KT: Nie, dziękuje. Pojdę sama
A: A to ja nad morzem Karaibskim. Było tak bardzo pięknie. Palmy, słońce, Turkusowe…
KT: ( Wchodzi) Hej, jestem KT, przyjechałam z USA
W: Hej !!
A: ( Podchodzi do niej) Jestem Amber, będziemy razem mieszkać. Pokażę ci nasz pokój.
KT: Ok. ( Wychodzą )
P: Co myślicie o tej nowej, badawczo się nam wszystkim przyglądała…
F: Patricio, nie zaczynaj znowu tej samej gadki, co była z Niną.
P: Dobra, dobra. Nic już nie mówię.
( Tymczasem w pokoju Amber)
A: A więc to jest nasz pokój. Będziesz mieszkać razem ze mną. Mam nadzieje, że będzie się nam miło mieszkało.

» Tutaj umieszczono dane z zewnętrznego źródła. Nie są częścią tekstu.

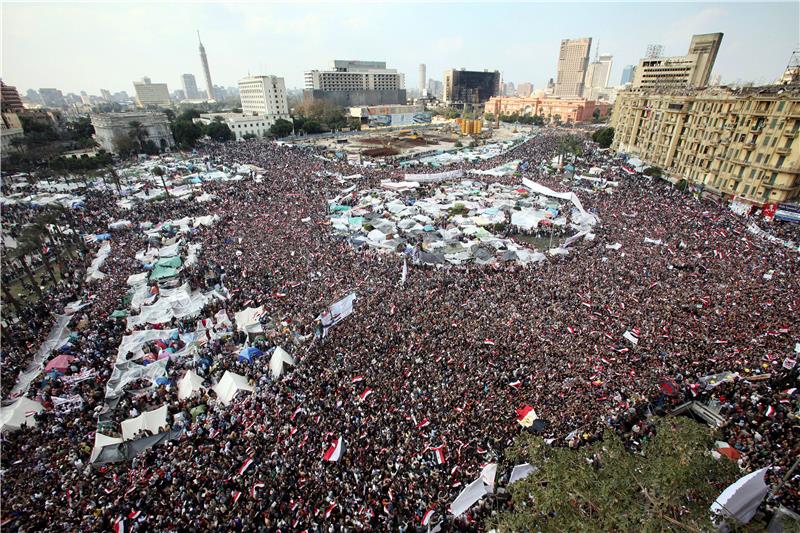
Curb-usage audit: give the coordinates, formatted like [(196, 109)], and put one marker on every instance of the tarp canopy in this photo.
[(229, 385), (151, 421), (249, 353), (189, 384), (18, 413), (741, 499), (60, 363), (278, 359)]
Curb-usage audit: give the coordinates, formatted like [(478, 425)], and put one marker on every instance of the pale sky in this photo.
[(89, 46)]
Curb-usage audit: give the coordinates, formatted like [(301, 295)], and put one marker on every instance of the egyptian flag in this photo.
[(438, 452), (330, 510), (256, 486), (334, 451), (364, 394), (245, 465), (526, 415)]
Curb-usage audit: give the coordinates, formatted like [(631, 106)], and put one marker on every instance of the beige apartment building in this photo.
[(739, 143)]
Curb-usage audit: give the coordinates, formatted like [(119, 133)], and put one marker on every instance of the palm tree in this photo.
[(158, 171)]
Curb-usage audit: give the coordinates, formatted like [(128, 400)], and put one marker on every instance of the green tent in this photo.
[(171, 262), (160, 272)]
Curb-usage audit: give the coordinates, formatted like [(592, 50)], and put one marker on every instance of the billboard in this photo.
[(398, 119)]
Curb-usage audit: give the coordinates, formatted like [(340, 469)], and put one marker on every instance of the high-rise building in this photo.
[(206, 72), (150, 94), (627, 74), (190, 86), (264, 95), (691, 70), (52, 97), (573, 60), (356, 83), (740, 143), (525, 89), (9, 99), (470, 87)]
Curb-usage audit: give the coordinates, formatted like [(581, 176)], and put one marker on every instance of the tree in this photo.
[(158, 171), (219, 131), (281, 128), (604, 487), (186, 132)]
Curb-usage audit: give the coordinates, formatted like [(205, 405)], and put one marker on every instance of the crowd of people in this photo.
[(448, 353)]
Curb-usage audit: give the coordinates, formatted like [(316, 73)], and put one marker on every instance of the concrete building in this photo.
[(190, 87), (356, 83), (597, 76), (525, 89), (9, 99), (470, 86), (627, 74), (691, 70), (573, 61), (150, 94), (566, 109), (242, 124), (264, 96), (110, 126), (738, 143), (52, 97), (206, 71)]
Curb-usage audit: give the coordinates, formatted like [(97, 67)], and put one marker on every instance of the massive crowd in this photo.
[(439, 353)]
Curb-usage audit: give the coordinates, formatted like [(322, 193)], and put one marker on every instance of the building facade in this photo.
[(189, 83), (573, 61), (9, 99), (525, 89), (738, 143), (565, 109), (691, 70), (356, 83), (264, 96), (110, 126), (150, 94), (470, 87), (627, 75)]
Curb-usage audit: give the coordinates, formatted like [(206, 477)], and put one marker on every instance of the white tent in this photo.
[(247, 319), (741, 499), (189, 384), (100, 442), (229, 385), (468, 497), (149, 420), (279, 357), (18, 413)]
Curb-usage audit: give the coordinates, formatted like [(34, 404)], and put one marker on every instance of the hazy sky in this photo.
[(88, 46)]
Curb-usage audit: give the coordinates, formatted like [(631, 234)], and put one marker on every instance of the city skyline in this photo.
[(306, 39)]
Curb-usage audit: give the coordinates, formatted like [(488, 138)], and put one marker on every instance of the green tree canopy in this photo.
[(604, 487)]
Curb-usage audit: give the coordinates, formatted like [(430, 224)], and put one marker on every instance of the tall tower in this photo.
[(204, 61)]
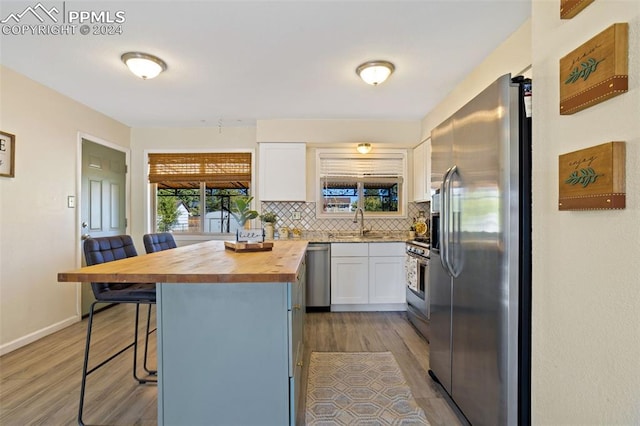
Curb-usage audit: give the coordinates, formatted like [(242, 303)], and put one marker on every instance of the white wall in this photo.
[(38, 233), (381, 133), (512, 56), (204, 139), (586, 272)]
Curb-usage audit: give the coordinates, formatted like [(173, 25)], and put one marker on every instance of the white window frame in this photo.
[(349, 154)]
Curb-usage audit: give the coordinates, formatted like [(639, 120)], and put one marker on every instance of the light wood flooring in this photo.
[(40, 383)]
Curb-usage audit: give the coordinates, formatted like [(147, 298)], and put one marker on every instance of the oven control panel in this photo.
[(417, 250)]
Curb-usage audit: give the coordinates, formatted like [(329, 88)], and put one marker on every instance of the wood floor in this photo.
[(40, 383)]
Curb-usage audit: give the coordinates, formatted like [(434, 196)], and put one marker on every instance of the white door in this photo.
[(103, 198)]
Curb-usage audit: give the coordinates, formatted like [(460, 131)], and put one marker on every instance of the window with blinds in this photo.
[(350, 181), (193, 191)]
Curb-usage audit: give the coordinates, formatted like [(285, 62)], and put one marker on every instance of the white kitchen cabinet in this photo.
[(282, 172), (386, 273), (367, 276), (349, 273), (422, 172)]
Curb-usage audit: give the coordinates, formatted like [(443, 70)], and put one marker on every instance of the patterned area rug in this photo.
[(359, 388)]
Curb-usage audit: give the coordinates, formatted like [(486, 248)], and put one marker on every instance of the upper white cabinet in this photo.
[(422, 172), (282, 172)]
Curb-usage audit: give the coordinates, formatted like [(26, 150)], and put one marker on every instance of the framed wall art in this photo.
[(570, 8), (592, 178), (7, 154), (595, 71)]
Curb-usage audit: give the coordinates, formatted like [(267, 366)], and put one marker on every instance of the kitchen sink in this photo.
[(366, 237)]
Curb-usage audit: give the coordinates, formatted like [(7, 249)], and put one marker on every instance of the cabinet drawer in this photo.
[(386, 249), (349, 249)]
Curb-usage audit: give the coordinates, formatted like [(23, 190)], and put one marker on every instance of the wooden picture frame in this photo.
[(7, 154), (595, 71), (592, 178)]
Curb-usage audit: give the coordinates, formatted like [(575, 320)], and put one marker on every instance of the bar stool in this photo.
[(108, 249)]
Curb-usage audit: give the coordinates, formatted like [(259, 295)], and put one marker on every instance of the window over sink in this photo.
[(347, 181)]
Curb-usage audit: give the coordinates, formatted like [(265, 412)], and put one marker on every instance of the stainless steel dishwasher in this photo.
[(318, 277)]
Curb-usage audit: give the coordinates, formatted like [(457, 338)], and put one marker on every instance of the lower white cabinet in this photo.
[(370, 274), (349, 280), (386, 280)]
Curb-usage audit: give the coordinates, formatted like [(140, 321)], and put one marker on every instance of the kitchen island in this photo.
[(229, 330)]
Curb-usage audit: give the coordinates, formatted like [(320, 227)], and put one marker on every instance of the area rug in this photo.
[(359, 388)]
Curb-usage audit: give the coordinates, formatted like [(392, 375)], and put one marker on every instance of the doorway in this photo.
[(102, 198)]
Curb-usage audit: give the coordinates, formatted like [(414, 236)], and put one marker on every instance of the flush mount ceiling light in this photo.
[(375, 72), (144, 65), (364, 148)]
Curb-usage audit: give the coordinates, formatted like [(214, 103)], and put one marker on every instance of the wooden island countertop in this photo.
[(207, 262)]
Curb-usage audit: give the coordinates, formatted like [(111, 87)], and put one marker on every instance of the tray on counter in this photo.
[(241, 247)]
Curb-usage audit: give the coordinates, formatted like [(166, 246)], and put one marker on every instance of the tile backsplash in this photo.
[(309, 222)]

K.T: (W myślach) A to co ? ( Podnosi medalion i wkłada go do kieszeni), (do Amber) Świetnie, ja też mam taką nadzieję.
( W pokoju Mary, Patrici i Joy)
P: ( Przegląda zdjęcia jej i Eddiego, uśmiecha się pod nosem)
M: Co tam oglądasz ? ( Podchodzi do Patrici , widzi zdjęcia ) Uuuuu, ktoś tu się zakochał…
P: Dlaczego tak myślisz ?
M: Bo po pierwsze: Oglądasz jego zdjęcia, po drugie: Cały czas o nim myślisz, a to widać i po trzecie: Bo wiem.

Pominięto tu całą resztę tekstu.